We are told lies all the time he say. Politicians are not in charge it's money that's in charge. He spoke about Chuck Feeney the financier.  Feeney told him once that every single person that is born on this earth could be given $1 million when they start.  This is perfectly possible with all the trillions that are in various foundations. But within 10 years all that money would be back in the hands of the five percent who know how to deal with money.

Hederman had his first computer in his 40s. He’s aware that now children of three are perfectly conversant with how to work your iPad. Parents have no capacity to prevent them from seeing things they shouldn't. There is instantaneous awareness of everything that's going on. Democracy, while it may be better than any alternatives, is still a crude instrument. 
A listener texted (among the many who were enthralled) to ask why, if he hates the church, doesn't he leave.
Dancing with Dinosaurs

He doesn't hate the church. He wrote a book called ‘Dancing with Dinosaurs’.  Every institution has to become a huge corporate/amalgam or it disappears he says. Seventy percent of every small business dies in the first five years. Of that 70 percent 40 percent go within 10 years. So the fact that Christianity has endured for 2000 years is a miracle - it should be gone long ago. But the mahout of the dinosaur is the Holy Spirit….

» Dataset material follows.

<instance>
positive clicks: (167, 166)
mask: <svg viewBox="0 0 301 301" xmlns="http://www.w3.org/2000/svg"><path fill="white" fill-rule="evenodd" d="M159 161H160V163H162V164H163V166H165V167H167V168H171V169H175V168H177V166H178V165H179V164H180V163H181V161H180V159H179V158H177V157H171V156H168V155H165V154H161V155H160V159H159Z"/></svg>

But it is also an institution that is made of human hands and has been guilty of the most heinous crimes during the 2000 years of its existence. That is the principle of the incarnation he says. The Trinity want to work with us as partners. It's an amalgam - and unfortunately we have been as much use to them as a hole in the head and the result is that most of what happens is our fault.
He believes the church is as good as you get. He was born a Catholic. He’s studied a lot of other religions and he believes this is the best one if you go deeply enough to find where the nuggets are. There is, he says, a heap about it that he disapproves of and finds completely unacceptable - but basically speaking he doesn't have the energy or the time or the desire to use any other technology for what he regards as the most important thing - his personal connection with God.  This is as good away as he has found - especially the Eucharist.  The liturgy of the church, for him, is the best possible way of making that connection and so that's why he doesn’t want to become or study another religion. But he says the same thing can be said about democracy.  Just now it seems to be the best possible way because it is human and it's appealing.  It is also appalling when you go down through history to see what happens you wonder how on earth it ever did survive.

Marion returns to Hederman’s choice of jewels of beauty. He explains that the pearl get its beauty by keeping out every other elements – by remaining spotless like your first Holy Communion dress.  This is one kind of beauty.  Most people find it impossible to become pearls. But there is another kind of jewel that gets its beauty from its imperfection and from the invasion from outside of other elements like water and air and sand.
The Catholic Church, he says, has imagined that perfection has to do with chastity. Ireland was an island of purity surrounded by a sea of vice. It was important to keep out dirty books coming from England and especially from the USA – to stay the evangelisation that would've come through cinema - so there was an attempt to censor and to keep Ireland a Pearl. We also censored our own writers and yet they are of a reflection of the truth.
There is the truth we call Catholic truth, he says, and the truth of human beings. Those were meant to be brought together - the orthodoxy of the church mirrored by the orthodoxy of humanity. We are living very human lives and if God doesn't want that humanity then he doesn't want us at all. So if were talking about partnership - incarnation - we've got to listen to all these wonderful people who were banned. We have to have that conversation now with their intestines.
Asked if he would ever retire the interview concluded by Hederman saying he can imagine 10 more years ex Abbot as a wild old wicked man.
These monks must never retire! 
Eavesdropping on this intestinal conversation cost me my sleep – but gave enough pointers about the creative process for maybe the whole of 2018.